Gnumber, i.e. "G12345678" is currently the default format of drug_id. It's also used as a drug name in some cases.

Usage

remove_drug_batch(
  drug_vec,
  drug_p = "^G[0-9]{8}",
  sep_p = "[^0-9|^_]",
  batch_p = ".+"
)

Arguments

drug_vec

character vector with drug id(s)

drug_p

string with regex pattern for drug id. Set to Gnumber format by default: "G[0-9]{8}".

sep_p

string with regex pattern for separator. Set to any character except for digit and space

batch_p

string with regex pattern for batch substring.
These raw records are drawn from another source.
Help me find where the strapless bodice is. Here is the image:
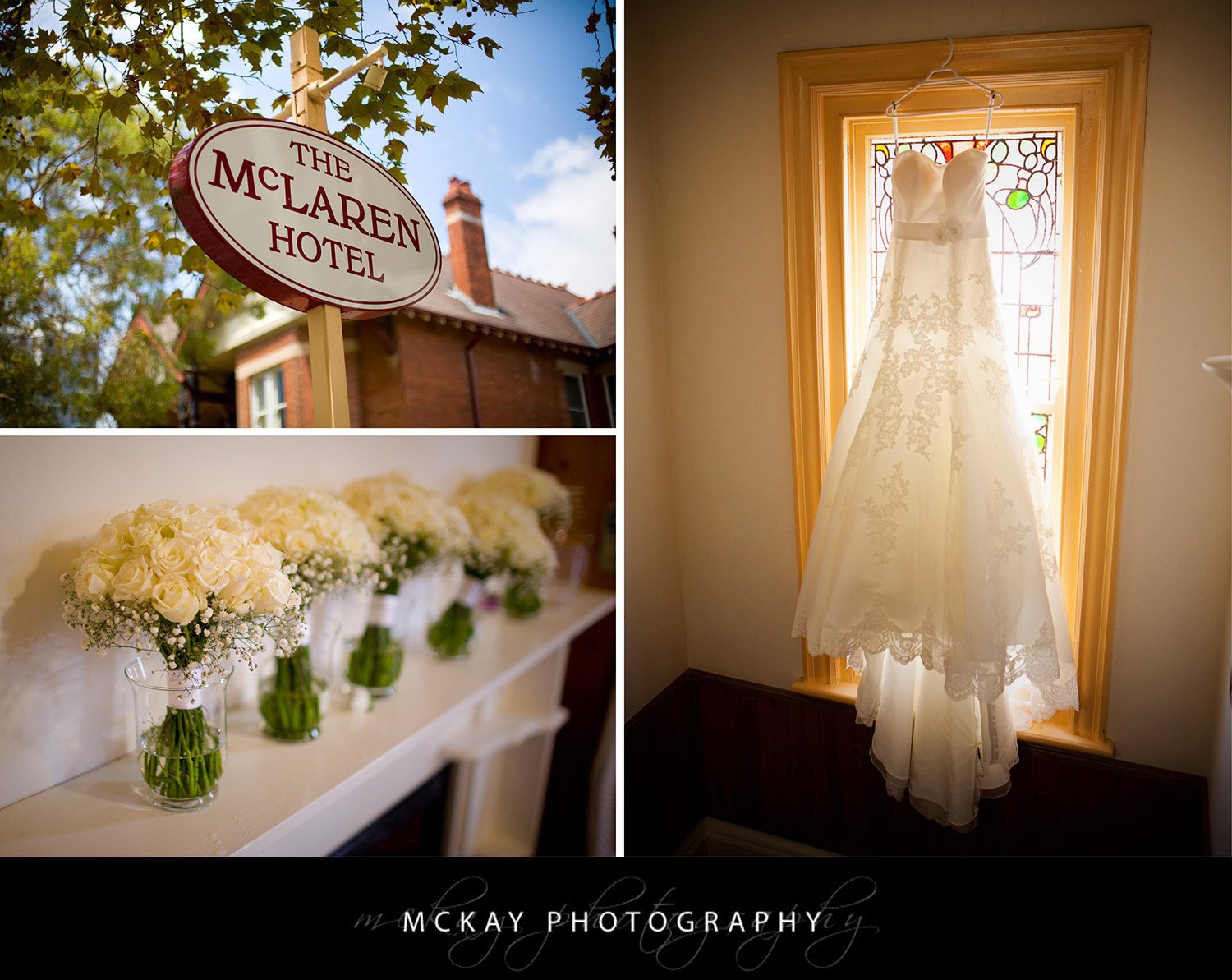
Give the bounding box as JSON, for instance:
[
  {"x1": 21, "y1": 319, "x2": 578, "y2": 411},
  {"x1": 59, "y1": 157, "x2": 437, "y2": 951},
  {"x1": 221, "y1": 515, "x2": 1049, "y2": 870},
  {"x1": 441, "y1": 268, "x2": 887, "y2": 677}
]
[{"x1": 891, "y1": 150, "x2": 988, "y2": 223}]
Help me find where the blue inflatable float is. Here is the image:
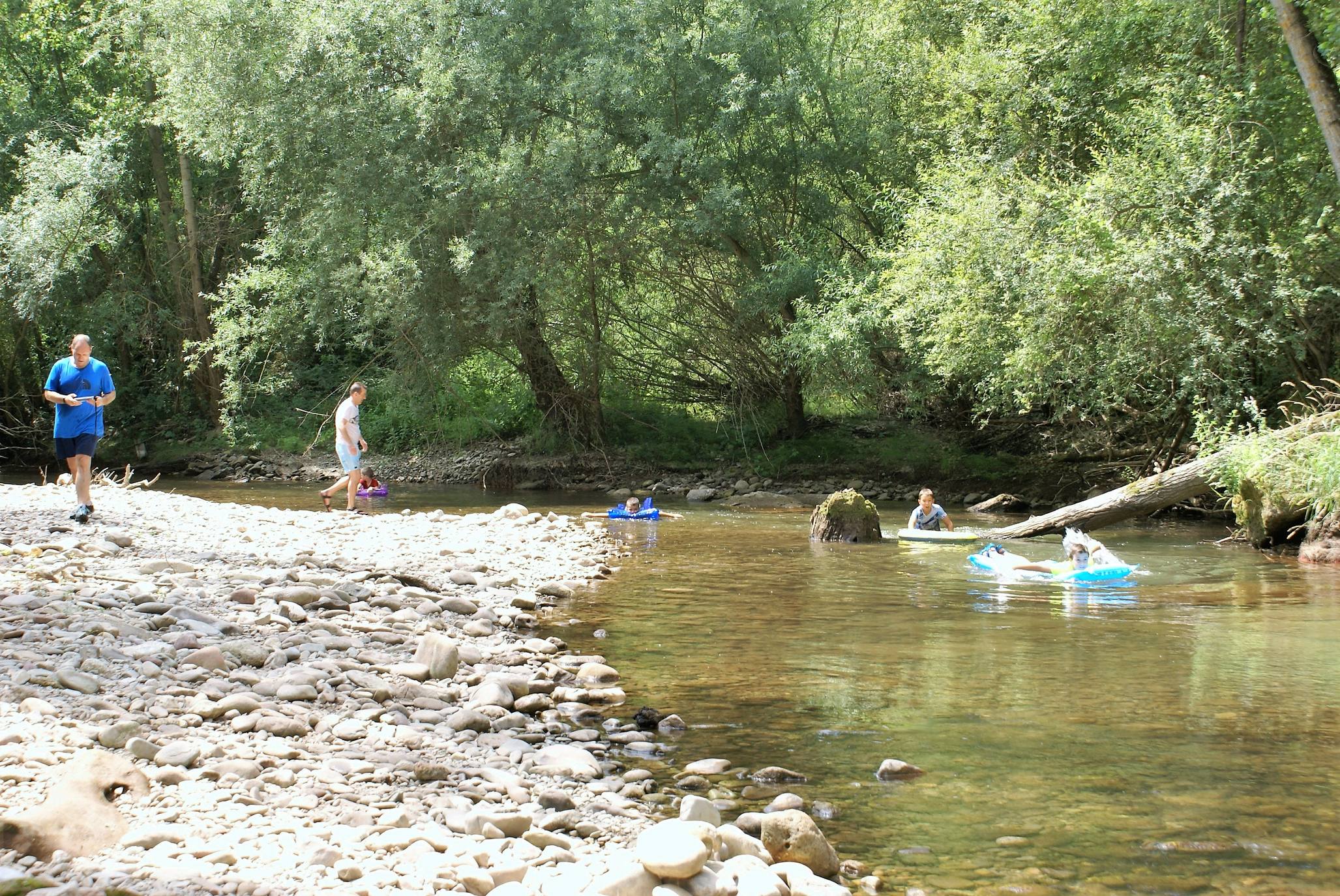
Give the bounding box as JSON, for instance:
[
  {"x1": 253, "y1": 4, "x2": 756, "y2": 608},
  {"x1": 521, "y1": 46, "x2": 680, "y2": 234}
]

By default set to any character(s): ".+"

Value

charvec with Gnumber(s)

Details

By default, Gnumber(s) followed by any character (except for underscore and any digit) and any batch substring are cleaned:

  • G00060245.18 => G00060245

  • G00060245.1-8 => G00060245

  • G02948263.1-1.DMA => G02948263

  • Gnumber followed by the codrug

    • G03252046.1-2;G00376771 => G03252046

  • Gnumber followed by the two codrugs

    • G03256376.1-2;G00376771.1-19;G02557755 => G03256376

  • Gnumber followed by the drug name

    • G00018838, Cisplatin => G00018838

By default, Gnumber(s) followed by the "_" or digit (regardless the batch substring) are not cleaned:

  • Gnumber with suffix added to prevent duplicated ids

    • G00060245_(G00060245.1-8)

  • too long Gnumber

    • G123456789.1-12

Examples

remove_drug_batch("G00060245.18")
#> [1] "G00060245"
remove_drug_batch("G00060245.1-8")
#> [1] "G00060245"
remove_drug_batch("G00060245.1-1.DMA")
#> [1] "G00060245"

remove_drug_batch("G03252046.1-2;G00376771")
#> [1] "G03252046"
remove_drug_batch("G00018838, Cisplatin")
#> [1] "G00018838"
remove_drug_batch("G03256376.1-2;G00376771.1-19;G02557755")
#> [1] "G03256376"
remove_drug_batch("G00060245_(G00060245.1-8)")
#> [1] "G00060245_(G00060245.1-8)"
remove_drug_batch(c("G00060245.18", "G00060245.1-8", "G00060245.1-1.DMA"))
#> [1] "G00060245" "G00060245" "G00060245"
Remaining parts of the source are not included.